En muchas ocasiones podemos llegar a plantearnos la pregunta ¿Debería acudir a un psicólogo?

Por el tipo de vida que llevamos, estamos sometidos cada vez con más frecuencia a situaciones de estrés y a fuertes tensiones que repercuten en nuestro psiquismo produciendo alteraciones y enfermedades psicológicas. Estas se manifiestan a través de muy variados tipos de síntomas.

Hay síntomas de tipo emocional, como son la sensación de tristeza, la angustia, los miedos, la apatía, etc.

Hay síntomas psicosomáticos, que son aquellos que se detectan en el cuerpo sin que se pueda diagnosticar causa orgánica ni enfermedad física alguna. Por ejemplo, dolores de cabeza, de estómago, reacciones alérgicas, etc.

Son muchas las personas que hoy en día sufren síntomas psicológicos y no le dan el tratamiento adecuado.

Algunos creen que los síntomas, así como a veces aparecen súbitamente, un día desaparecerán de la misma manera, sin que ellos puedan o deban hacer nada para combatirlos.

También es frecuente el erróneo pensamiento de que el tiempo lo cura todo, cuando en realidad, además que con el tiempo no se cura nada, el no tratar un síntoma implica mantener una enfermedad psíquica sin tratar, la cual suele empeorar o cronificarse dando lugar al agravamiento de los síntomas y del sufrimiento que éstos producen.

Al igual que cuando se presentan síntomas físicos como pueden ser fiebre, dolores, etc., se va al médico para que los trate, cuando se presentan síntomas psíquicos también debe acudirse a un especialista lo antes posible, pues esta es la única manera de resolverlos.

Existe la creencia, basada en la ignorancia, de que los psicólogos, psiquiatras y psicoanalistas sólo tratan a los locos o a gente muy rara. Esto no es cierto, su misión es ayudar a las personas que por sí solas no encuentran solución (ni explicación) a sus problemas y sufrimientos cotidianos.

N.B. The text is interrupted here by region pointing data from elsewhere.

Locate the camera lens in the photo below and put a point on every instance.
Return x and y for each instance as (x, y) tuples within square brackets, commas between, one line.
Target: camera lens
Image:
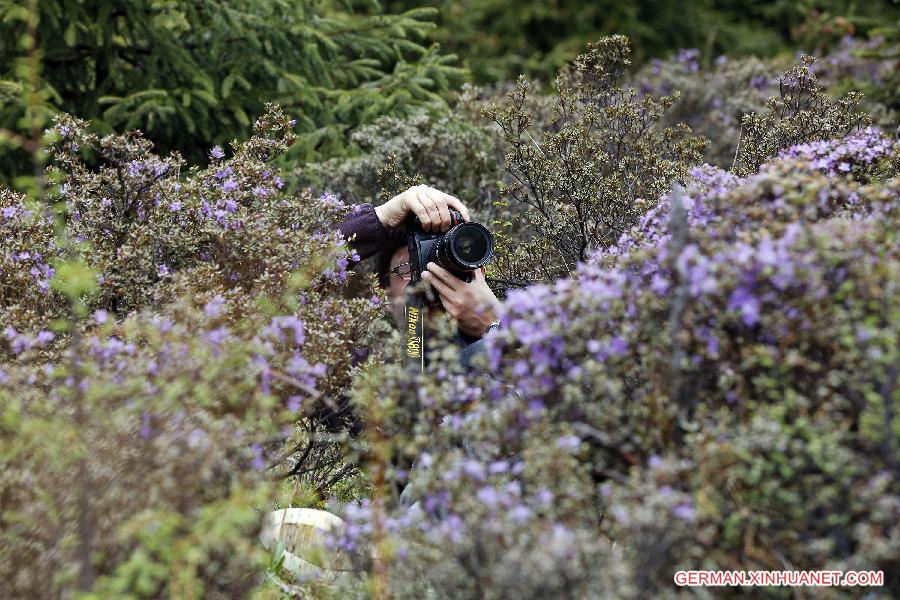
[(465, 247), (470, 245)]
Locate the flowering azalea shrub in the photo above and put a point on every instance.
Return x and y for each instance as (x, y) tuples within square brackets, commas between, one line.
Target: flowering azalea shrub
[(714, 98), (708, 384), (716, 391), (178, 341)]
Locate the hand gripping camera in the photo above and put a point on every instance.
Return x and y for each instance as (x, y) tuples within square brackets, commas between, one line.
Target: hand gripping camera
[(462, 249)]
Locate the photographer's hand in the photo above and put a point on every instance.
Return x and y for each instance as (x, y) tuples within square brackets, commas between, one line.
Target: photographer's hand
[(473, 305), (430, 205)]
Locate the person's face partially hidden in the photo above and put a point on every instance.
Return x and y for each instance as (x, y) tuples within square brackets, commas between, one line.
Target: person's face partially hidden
[(397, 288)]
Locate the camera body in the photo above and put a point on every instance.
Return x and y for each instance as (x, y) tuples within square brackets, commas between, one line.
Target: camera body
[(462, 249)]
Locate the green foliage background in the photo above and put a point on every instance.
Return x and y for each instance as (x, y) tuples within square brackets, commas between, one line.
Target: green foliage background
[(713, 388), (500, 39)]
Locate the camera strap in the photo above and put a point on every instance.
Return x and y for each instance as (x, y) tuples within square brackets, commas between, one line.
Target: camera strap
[(414, 331)]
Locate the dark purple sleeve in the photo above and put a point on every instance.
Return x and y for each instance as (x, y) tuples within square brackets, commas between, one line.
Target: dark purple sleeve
[(368, 235)]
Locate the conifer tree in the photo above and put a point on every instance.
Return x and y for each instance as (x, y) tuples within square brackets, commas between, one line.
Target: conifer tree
[(193, 73)]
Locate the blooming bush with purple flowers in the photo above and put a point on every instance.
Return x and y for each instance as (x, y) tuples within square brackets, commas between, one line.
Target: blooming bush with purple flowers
[(717, 391), (179, 339), (712, 387)]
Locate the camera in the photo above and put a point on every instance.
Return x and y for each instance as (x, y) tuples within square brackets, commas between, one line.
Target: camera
[(462, 249)]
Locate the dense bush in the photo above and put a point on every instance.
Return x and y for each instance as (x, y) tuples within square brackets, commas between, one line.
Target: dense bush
[(717, 391), (583, 180), (706, 377), (176, 338)]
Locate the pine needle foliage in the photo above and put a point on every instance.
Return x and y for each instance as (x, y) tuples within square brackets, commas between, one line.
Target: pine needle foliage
[(192, 73)]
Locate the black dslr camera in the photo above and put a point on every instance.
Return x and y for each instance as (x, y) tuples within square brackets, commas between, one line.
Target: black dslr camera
[(462, 249)]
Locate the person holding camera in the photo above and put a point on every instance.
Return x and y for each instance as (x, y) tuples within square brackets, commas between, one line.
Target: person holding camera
[(437, 228), (441, 229)]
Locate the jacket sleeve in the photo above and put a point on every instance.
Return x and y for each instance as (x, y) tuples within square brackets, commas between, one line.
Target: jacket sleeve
[(366, 233)]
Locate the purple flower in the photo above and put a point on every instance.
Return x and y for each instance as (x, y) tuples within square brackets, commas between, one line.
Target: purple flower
[(488, 496), (744, 302), (259, 462), (685, 512), (214, 307), (569, 442)]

Puede tratarse de problemas relacionados con el estudio, el trabajo, la familia, las relaciones de pareja, etc. También se contemplan las reacciones frente a otras personas: timidez, agresividad, celos, envidia. Y, desde ya, patologías tales como la depresión, la anorexia nerviosa, las obsesiones, etc.

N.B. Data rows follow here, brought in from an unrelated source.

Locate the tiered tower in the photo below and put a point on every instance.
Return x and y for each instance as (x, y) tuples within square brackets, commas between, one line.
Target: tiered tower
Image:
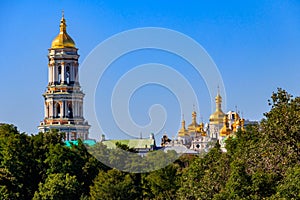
[(63, 97), (216, 119)]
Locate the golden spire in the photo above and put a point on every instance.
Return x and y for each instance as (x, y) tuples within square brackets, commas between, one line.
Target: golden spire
[(182, 131), (225, 129), (217, 116), (63, 40)]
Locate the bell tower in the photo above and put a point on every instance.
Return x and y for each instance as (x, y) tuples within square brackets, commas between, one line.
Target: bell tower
[(63, 96)]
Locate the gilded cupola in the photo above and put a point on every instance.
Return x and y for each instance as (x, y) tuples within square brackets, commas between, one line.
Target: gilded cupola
[(218, 115), (62, 40)]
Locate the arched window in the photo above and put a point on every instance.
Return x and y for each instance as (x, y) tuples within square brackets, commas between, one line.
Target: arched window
[(47, 110), (80, 111), (68, 74), (70, 110), (59, 74), (58, 110)]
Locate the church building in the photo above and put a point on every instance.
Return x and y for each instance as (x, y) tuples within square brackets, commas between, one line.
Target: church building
[(64, 97)]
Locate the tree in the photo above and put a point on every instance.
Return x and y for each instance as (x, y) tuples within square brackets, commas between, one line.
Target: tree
[(289, 188), (58, 186), (163, 183), (114, 184)]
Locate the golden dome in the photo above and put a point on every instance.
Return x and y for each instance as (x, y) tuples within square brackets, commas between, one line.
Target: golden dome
[(218, 115), (225, 130), (63, 40)]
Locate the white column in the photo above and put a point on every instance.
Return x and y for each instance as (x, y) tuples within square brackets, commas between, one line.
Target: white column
[(46, 110), (63, 73), (71, 72), (54, 73)]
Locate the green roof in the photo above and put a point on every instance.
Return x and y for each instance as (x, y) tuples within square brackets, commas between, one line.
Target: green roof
[(69, 143), (131, 143)]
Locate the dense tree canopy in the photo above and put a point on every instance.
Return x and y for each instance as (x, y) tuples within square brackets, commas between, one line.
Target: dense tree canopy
[(261, 162)]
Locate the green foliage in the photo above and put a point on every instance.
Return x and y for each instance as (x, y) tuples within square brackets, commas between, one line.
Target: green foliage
[(289, 188), (163, 183), (261, 162), (114, 184), (58, 186)]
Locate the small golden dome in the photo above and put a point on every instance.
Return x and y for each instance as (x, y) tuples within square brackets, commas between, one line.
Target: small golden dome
[(63, 40), (217, 116), (225, 130)]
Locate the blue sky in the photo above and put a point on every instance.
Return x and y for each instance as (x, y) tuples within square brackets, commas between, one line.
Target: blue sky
[(255, 45)]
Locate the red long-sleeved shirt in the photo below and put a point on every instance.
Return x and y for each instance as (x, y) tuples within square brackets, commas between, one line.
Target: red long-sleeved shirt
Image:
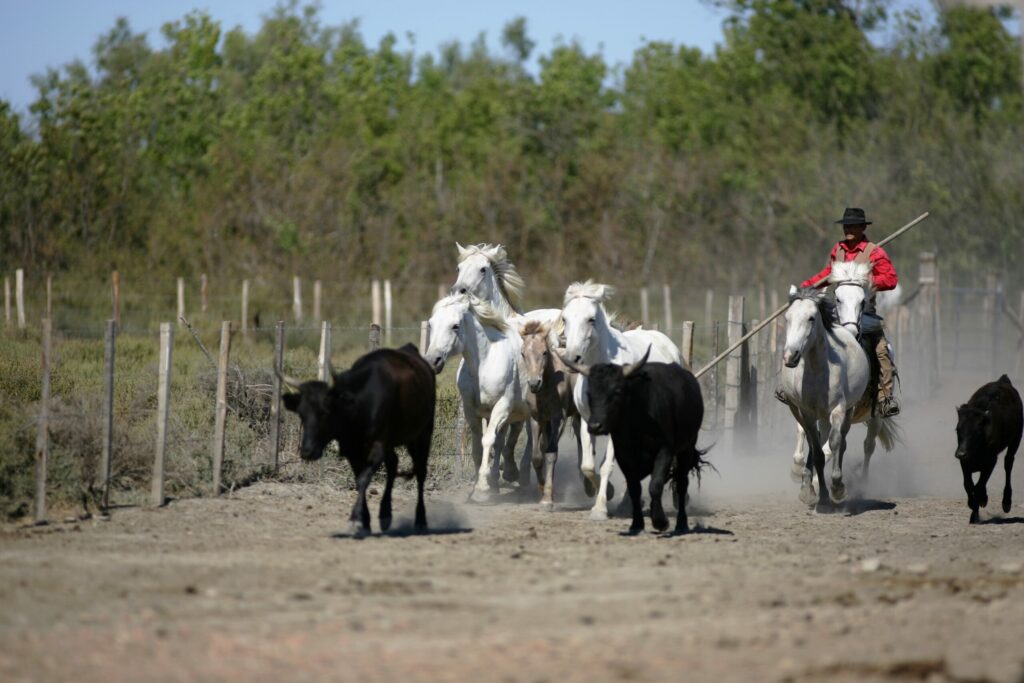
[(883, 273)]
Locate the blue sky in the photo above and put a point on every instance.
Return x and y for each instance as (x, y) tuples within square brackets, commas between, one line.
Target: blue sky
[(37, 34)]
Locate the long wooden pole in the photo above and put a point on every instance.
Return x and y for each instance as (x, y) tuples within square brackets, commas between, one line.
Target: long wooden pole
[(781, 309)]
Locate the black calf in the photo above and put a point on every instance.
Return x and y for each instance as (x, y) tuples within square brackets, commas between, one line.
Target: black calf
[(991, 421)]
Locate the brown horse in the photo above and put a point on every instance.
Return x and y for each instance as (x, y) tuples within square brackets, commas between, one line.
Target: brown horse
[(550, 402)]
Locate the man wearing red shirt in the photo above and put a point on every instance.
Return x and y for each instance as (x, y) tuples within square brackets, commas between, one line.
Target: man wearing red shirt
[(856, 247)]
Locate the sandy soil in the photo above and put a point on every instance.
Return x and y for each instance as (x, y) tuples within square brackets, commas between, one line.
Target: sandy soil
[(260, 586)]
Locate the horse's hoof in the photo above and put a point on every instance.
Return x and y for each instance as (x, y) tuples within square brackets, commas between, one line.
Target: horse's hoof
[(589, 487), (838, 493), (825, 508), (807, 495), (480, 496)]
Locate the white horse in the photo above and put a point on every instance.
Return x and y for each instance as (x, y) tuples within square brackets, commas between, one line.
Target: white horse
[(485, 271), (590, 339), (853, 289), (824, 375), (491, 382)]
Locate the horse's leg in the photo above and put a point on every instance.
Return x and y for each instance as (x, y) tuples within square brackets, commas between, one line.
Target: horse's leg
[(485, 482), (510, 472), (1008, 466), (840, 425), (799, 467), (872, 424), (811, 436), (527, 453)]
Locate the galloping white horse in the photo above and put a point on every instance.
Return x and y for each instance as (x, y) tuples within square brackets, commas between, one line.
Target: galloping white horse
[(492, 385), (853, 288), (824, 376), (590, 339), (486, 272)]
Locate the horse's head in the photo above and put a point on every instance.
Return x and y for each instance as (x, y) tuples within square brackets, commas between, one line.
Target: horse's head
[(583, 314), (446, 330), (476, 272), (803, 318), (853, 287), (536, 355)]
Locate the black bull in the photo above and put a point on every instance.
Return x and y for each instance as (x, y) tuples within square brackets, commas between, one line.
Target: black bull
[(653, 413), (384, 400)]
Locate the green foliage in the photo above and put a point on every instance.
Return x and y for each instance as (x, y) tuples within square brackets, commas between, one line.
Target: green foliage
[(301, 147)]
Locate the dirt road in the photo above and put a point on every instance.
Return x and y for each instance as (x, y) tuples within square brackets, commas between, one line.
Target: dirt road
[(258, 586)]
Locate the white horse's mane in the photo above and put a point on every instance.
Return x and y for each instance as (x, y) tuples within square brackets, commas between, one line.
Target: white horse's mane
[(510, 283), (851, 271), (589, 290), (483, 310)]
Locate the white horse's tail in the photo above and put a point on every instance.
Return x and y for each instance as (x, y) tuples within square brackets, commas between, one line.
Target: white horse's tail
[(889, 433)]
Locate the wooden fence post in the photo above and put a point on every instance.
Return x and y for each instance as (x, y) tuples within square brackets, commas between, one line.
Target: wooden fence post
[(375, 296), (733, 367), (715, 348), (43, 435), (687, 344), (297, 299), (221, 414), (324, 358), (116, 294), (105, 457), (667, 298), (19, 297), (245, 306), (181, 300), (279, 366), (163, 412), (317, 296), (387, 312)]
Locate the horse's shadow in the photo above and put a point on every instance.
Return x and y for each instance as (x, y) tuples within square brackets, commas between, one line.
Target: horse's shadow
[(404, 531), (1003, 520), (859, 506)]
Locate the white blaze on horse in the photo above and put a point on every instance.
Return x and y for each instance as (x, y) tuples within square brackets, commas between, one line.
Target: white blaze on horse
[(824, 375), (486, 272), (590, 339), (853, 289), (491, 381)]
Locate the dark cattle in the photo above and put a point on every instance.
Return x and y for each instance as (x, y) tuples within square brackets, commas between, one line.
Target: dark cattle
[(991, 421), (652, 412), (384, 400)]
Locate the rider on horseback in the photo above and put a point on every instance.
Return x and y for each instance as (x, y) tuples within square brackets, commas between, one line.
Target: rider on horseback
[(855, 247)]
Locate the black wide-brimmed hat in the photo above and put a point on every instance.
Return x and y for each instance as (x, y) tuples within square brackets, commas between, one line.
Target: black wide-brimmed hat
[(853, 216)]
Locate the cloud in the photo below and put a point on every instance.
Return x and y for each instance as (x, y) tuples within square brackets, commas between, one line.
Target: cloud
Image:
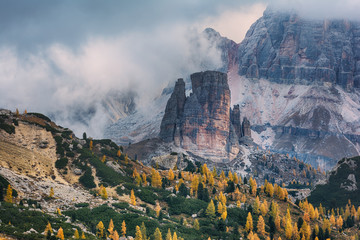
[(321, 9), (70, 85)]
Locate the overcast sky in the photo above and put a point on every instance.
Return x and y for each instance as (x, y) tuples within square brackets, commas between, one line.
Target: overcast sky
[(61, 55)]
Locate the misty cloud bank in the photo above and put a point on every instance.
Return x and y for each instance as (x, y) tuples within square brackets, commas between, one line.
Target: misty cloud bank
[(70, 85)]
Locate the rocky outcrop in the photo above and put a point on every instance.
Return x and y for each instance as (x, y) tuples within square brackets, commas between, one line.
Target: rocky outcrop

En cualquier caso, las personas que solicitan la ayuda de un psicólogo son personas que tienen un problema y han sido capaces de reconocerlo. Ese es el primer paso para solucionar cualquier problema. Otra posibilidad, bastante cómoda, consiste en no ver el problema, no admitirlo, y por lo tanto, no solucionarlo.

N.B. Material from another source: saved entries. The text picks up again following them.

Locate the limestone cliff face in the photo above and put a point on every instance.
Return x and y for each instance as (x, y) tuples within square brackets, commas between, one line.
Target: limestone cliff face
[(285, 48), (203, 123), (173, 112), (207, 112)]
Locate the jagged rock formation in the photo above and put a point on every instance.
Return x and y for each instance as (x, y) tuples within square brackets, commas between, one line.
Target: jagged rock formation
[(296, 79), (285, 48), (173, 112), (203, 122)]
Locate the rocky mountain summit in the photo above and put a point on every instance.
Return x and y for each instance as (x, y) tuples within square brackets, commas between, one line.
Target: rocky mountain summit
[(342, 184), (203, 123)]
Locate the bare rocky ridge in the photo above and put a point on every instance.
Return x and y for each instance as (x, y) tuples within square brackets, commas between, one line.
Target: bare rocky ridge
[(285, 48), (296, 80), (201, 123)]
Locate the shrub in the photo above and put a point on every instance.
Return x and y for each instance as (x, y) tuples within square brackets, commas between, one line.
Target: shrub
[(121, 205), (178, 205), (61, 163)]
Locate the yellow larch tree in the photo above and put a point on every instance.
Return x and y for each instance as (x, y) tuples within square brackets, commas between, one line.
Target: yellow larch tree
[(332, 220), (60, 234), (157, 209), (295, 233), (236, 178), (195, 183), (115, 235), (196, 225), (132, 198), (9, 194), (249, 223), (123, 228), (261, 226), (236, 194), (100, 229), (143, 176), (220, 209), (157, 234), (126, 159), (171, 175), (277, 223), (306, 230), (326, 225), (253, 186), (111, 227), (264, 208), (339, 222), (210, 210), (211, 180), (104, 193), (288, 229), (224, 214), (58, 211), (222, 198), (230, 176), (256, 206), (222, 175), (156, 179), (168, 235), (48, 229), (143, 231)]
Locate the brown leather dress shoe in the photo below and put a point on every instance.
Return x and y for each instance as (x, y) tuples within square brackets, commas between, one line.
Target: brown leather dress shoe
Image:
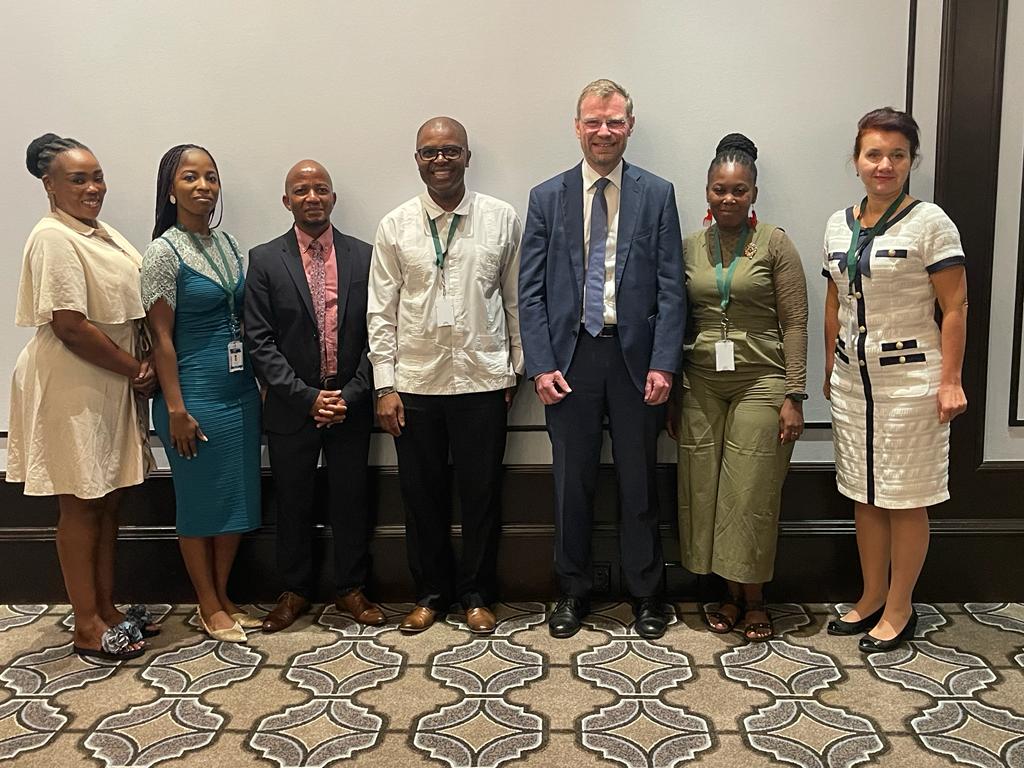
[(418, 620), (356, 605), (480, 621), (290, 606)]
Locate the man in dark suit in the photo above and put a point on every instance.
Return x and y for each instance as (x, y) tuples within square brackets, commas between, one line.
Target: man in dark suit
[(602, 309), (305, 324)]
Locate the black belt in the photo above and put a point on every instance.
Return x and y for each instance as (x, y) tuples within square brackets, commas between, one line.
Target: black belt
[(606, 332)]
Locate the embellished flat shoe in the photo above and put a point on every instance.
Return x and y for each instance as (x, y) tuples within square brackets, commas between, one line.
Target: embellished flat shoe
[(870, 644), (839, 627), (139, 614)]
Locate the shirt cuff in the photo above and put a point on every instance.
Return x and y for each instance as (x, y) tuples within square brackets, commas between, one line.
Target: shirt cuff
[(383, 375)]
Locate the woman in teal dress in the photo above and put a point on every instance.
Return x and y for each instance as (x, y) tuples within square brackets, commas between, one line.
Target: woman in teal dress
[(207, 414)]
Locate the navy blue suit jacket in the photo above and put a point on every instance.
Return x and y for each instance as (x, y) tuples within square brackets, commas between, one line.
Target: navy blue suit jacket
[(650, 298)]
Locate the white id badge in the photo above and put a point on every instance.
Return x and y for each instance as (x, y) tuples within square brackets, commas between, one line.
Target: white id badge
[(725, 358), (236, 363), (443, 312)]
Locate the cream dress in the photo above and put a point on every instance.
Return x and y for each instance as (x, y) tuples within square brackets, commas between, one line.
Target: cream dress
[(75, 427), (891, 451)]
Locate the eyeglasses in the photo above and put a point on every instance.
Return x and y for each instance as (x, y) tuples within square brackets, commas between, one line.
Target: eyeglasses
[(451, 152), (615, 125)]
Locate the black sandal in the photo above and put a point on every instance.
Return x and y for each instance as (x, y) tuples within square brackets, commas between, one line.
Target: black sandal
[(762, 631), (717, 616), (139, 614), (115, 644)]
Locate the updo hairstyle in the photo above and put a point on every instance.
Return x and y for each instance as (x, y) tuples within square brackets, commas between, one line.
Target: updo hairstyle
[(735, 147)]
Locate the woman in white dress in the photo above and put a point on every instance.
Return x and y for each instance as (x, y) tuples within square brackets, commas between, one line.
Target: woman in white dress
[(893, 375), (75, 431)]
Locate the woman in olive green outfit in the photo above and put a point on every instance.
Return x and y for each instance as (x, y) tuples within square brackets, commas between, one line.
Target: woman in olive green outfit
[(738, 408)]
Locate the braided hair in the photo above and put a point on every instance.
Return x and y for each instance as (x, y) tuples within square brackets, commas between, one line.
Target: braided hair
[(167, 212), (735, 147), (42, 151)]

Mucha gente incorpora el sufrimiento y la queja a su vida cotidiana sin siquiera sospechar que una Psicoterapia podría ayudarles a solucionar esos síntomas a los que ellos se van acostumbrando.

Hay quien se niega a acudir a la consulta de un psicólogo porque tiene vergüenza, teme que los demás se enteren. Y hay quien acude, a pesar de su vergüenza, pero toma todas las precauciones para que nadie se entere.

Las personas que dicen que para ir al psicólogo hay que estar loco, demuestran una total ignorancia. Si estás pensando en consultar a un psicólogo no les hagas caso. Ellas no son capaces de ayudarte. El psicólogo sí.